0

I have some very long text file ( > 300-500 MB) and with thousands of lines, like:

blavbl
[code]
sdasdasd
asdasd
...
[/code]

line X
line Y
etc
...

[code]
...
[/code]

blabla

[code]

[/code]

I want to split the text in pieces that contains string between [code] and [/code], I have the following code that does job (partially) but is very slow:

#!/bin/bash

function split {
        file="$1"
        start="$2"
        end="$3"

        nfodata=$(cat "$file")
        IFS=$'\n' read -d '' -a nfoarray <<< "$nfodata"

        arr=()
        start=0

        for line in "${nfoarray[@]}"
        do
                if [[ "$line" =~ ^"$start" ]]; then
                        arr+=("$line")
                        start=1
                        continue
                fi

                if [[ "$line" =~ ^"$end" ]]; then
                        start=0
                        break
                fi

                if [[ $start == 1 ]]; then
                        arr+=("$line")
                        continue
                fi
        done

        printf "%s\n" "${arr[@]}"
}

split $myfile "[code]" "[/code]"

As I wrote, is very slow, and don't know if is better or faster approach.
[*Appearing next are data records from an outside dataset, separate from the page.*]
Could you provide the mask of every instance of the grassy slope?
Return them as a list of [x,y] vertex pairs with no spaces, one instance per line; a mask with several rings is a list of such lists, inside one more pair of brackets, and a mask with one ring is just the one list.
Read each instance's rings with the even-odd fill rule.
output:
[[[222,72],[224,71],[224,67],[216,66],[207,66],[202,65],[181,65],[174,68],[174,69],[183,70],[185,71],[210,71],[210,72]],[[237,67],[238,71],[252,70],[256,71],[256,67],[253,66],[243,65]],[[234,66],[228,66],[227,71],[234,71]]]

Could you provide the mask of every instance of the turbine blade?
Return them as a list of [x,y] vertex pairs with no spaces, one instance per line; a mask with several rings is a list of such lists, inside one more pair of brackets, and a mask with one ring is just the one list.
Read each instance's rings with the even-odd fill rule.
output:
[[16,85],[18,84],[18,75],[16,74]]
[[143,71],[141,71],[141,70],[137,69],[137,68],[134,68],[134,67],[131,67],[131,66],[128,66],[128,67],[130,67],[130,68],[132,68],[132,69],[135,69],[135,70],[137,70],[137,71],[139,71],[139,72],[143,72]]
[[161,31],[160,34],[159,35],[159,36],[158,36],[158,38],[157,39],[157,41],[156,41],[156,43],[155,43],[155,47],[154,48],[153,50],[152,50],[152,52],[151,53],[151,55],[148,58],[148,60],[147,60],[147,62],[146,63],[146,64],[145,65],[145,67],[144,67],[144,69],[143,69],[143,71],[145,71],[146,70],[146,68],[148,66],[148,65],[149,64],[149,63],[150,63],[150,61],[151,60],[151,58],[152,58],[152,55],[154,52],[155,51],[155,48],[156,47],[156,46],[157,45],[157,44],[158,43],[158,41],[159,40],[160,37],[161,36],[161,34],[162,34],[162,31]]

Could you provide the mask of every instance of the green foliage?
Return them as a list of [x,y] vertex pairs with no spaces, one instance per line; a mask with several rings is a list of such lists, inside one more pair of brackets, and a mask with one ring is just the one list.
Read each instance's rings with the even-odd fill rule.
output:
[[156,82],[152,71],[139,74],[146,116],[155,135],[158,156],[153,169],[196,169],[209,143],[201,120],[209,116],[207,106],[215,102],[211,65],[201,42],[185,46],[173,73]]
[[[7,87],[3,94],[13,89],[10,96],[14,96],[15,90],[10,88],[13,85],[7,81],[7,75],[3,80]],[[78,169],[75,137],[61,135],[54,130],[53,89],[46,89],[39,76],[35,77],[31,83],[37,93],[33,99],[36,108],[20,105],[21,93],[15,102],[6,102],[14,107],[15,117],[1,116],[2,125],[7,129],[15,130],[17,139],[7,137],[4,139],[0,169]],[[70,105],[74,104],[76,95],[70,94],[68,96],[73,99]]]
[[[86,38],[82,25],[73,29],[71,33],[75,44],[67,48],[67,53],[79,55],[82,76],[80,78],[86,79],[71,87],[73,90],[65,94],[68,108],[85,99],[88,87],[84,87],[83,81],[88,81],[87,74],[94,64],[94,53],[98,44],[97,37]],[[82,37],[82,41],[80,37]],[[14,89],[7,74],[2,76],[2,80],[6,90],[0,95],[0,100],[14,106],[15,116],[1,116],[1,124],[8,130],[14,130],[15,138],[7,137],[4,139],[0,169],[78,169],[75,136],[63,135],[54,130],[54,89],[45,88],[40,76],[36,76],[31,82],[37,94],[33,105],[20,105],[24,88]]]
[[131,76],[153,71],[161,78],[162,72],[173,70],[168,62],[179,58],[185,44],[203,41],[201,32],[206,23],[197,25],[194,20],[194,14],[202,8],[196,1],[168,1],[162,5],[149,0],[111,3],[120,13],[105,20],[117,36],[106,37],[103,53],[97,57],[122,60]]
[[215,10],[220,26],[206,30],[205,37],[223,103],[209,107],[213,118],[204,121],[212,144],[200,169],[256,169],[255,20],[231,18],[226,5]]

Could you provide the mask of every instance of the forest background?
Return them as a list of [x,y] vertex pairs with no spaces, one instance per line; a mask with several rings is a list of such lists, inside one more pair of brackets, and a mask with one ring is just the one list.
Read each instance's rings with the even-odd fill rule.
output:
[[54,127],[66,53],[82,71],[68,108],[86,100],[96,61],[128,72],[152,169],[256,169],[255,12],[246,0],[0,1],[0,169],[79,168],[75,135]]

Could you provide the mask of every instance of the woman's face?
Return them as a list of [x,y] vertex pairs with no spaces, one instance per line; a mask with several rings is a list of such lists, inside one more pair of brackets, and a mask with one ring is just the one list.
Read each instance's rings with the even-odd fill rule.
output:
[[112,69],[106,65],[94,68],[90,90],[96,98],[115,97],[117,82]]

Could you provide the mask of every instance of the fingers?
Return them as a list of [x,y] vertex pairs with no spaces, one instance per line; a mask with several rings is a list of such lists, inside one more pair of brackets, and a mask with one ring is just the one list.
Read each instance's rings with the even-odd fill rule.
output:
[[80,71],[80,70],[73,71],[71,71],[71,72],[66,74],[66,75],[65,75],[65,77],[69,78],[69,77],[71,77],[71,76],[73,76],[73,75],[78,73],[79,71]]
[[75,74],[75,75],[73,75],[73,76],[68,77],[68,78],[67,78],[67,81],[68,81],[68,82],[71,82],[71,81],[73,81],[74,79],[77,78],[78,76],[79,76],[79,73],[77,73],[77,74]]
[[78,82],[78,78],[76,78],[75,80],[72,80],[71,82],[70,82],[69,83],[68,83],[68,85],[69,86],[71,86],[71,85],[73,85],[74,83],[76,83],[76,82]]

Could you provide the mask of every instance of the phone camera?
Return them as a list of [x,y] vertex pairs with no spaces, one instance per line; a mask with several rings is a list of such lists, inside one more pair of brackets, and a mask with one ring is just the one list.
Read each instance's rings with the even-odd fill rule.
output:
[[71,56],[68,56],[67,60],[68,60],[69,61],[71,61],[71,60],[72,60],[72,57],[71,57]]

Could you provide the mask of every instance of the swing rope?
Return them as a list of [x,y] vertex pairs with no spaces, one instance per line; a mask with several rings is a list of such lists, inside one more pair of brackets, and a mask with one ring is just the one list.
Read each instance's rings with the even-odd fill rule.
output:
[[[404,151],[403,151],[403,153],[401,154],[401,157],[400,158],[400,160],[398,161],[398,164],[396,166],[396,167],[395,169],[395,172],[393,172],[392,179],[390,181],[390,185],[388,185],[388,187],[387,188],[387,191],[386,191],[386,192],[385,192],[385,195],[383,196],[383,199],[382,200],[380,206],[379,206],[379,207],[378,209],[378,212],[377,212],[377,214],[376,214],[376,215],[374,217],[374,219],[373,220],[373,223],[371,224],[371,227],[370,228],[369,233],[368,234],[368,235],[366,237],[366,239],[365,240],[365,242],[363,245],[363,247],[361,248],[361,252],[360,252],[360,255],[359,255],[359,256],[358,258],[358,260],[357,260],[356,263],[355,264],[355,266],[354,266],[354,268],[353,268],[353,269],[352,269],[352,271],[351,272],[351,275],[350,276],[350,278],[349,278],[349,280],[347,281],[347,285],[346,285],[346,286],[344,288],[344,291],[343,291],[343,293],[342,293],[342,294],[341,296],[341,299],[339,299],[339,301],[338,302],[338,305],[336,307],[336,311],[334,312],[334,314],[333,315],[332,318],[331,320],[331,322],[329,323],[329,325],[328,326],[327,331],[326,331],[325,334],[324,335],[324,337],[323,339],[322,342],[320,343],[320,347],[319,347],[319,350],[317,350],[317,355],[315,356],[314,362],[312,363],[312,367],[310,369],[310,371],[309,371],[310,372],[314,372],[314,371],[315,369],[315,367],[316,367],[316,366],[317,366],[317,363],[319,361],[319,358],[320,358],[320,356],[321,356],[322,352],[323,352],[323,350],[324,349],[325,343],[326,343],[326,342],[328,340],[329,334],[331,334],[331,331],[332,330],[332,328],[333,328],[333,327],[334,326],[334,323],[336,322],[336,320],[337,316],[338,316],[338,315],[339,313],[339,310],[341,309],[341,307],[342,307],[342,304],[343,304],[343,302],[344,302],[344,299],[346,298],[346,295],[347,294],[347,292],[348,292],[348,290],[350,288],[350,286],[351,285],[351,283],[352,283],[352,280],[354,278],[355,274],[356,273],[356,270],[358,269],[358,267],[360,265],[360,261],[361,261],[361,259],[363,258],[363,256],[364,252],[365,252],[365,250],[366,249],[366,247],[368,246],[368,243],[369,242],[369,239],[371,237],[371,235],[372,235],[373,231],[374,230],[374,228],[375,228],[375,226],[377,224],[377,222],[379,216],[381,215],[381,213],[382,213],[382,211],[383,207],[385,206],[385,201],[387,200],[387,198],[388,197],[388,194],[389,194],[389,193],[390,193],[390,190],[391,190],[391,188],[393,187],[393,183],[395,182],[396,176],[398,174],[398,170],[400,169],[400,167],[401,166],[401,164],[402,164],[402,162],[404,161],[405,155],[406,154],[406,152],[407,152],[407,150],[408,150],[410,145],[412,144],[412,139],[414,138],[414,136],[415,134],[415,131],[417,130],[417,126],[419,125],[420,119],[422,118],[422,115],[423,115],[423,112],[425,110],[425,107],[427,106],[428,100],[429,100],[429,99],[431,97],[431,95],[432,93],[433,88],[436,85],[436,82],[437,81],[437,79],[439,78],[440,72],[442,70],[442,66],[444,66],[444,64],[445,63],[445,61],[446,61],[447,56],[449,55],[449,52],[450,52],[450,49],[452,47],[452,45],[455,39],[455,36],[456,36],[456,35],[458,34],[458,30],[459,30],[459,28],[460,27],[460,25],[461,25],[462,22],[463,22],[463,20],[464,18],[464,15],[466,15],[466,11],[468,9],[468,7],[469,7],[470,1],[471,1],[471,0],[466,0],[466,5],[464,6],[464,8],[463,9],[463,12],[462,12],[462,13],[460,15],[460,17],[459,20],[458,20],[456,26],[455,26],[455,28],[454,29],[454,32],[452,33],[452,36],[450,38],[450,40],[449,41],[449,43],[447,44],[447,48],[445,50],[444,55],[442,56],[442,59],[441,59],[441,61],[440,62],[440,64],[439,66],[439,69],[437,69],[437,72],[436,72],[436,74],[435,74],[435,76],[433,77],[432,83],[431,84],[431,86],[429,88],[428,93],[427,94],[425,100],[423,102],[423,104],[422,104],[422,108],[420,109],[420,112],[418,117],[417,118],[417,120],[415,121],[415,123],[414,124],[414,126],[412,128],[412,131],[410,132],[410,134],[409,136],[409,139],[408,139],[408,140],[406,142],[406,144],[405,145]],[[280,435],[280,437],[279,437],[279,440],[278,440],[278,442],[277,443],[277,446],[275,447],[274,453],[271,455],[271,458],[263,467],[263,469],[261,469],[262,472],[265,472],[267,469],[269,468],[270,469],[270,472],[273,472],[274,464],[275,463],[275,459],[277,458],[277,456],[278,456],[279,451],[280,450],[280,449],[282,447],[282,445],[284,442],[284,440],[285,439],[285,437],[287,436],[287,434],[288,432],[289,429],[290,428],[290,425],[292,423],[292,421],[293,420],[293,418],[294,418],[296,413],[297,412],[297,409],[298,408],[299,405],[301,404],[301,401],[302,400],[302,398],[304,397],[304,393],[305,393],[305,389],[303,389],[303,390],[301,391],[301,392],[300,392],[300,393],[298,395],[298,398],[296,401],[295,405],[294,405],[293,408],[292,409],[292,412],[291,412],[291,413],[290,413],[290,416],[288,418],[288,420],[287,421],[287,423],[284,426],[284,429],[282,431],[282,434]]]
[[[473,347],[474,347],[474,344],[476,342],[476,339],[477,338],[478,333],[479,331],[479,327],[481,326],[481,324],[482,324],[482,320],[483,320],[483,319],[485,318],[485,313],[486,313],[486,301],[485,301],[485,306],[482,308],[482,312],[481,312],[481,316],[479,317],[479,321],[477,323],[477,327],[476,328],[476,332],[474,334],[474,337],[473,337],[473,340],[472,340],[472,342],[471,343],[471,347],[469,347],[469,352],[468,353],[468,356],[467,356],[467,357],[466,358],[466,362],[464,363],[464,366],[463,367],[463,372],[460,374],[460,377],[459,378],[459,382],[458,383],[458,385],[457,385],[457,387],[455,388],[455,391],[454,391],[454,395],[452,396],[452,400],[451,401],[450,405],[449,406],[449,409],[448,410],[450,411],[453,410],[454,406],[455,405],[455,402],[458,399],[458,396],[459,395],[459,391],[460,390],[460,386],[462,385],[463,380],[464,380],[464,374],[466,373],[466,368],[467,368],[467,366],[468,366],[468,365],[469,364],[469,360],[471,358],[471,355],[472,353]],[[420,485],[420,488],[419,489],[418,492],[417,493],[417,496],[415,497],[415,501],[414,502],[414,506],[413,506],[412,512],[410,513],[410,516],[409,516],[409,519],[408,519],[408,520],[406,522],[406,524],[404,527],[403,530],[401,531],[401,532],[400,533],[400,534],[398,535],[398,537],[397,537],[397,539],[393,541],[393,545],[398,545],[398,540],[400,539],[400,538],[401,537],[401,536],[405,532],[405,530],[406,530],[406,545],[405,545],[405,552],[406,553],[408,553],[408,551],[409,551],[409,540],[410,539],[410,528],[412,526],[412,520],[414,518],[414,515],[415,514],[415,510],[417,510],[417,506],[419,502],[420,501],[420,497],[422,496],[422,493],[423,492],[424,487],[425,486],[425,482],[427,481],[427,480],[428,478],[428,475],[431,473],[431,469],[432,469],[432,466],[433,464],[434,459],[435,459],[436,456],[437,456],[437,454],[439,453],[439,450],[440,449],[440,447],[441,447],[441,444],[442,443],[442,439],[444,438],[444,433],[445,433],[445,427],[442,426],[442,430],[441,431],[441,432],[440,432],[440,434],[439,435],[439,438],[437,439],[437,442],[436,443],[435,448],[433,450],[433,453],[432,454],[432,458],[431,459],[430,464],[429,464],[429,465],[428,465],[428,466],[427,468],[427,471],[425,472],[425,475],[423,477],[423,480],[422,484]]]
The final result want to be an array that contains portion of string between [code] and [/code]

Snake Eyes
  • 16,287
  • 34
  • 113
  • 221
  • 2
    `faster approach` In steps: step 1. do not use Bash. Step 2. Use something else. Step 3: Use AWK or Python or Perl or literally anything else. – KamilCuk May 26 '22 at 10:33
  • Please, post the related expected output. Don't post it as a comment, an image, a table or a link to an off-site service but use text and include it to your original question. Thanks. – James Brown May 26 '22 at 10:40
  • 'sed` or 'awk` are well suited to the task. See https://stackoverflow.com/questions/38972736/how-to-print-lines-between-two-patterns-inclusive-or-exclusive-in-sed-awk-or. – fpmurphy May 26 '22 at 11:01

1 Answers1

0

Using sed:

sed '/^\[code\]$/,/^\[\/code\]$/!d;//d'

Using awk:

awk  '
/^\[\/code\]$/ {--c} c
/^\[code\]$/ {++c}'

Either of these methods require the tag patterns to alternate cleanly - no nested, repeated or unclosed tags.

This prints all lines inside the tags, excluding the tags. Eg:

sdasdasd
asdasd
...
...
<empty line>
dan
  • 4,846
  • 6
  • 15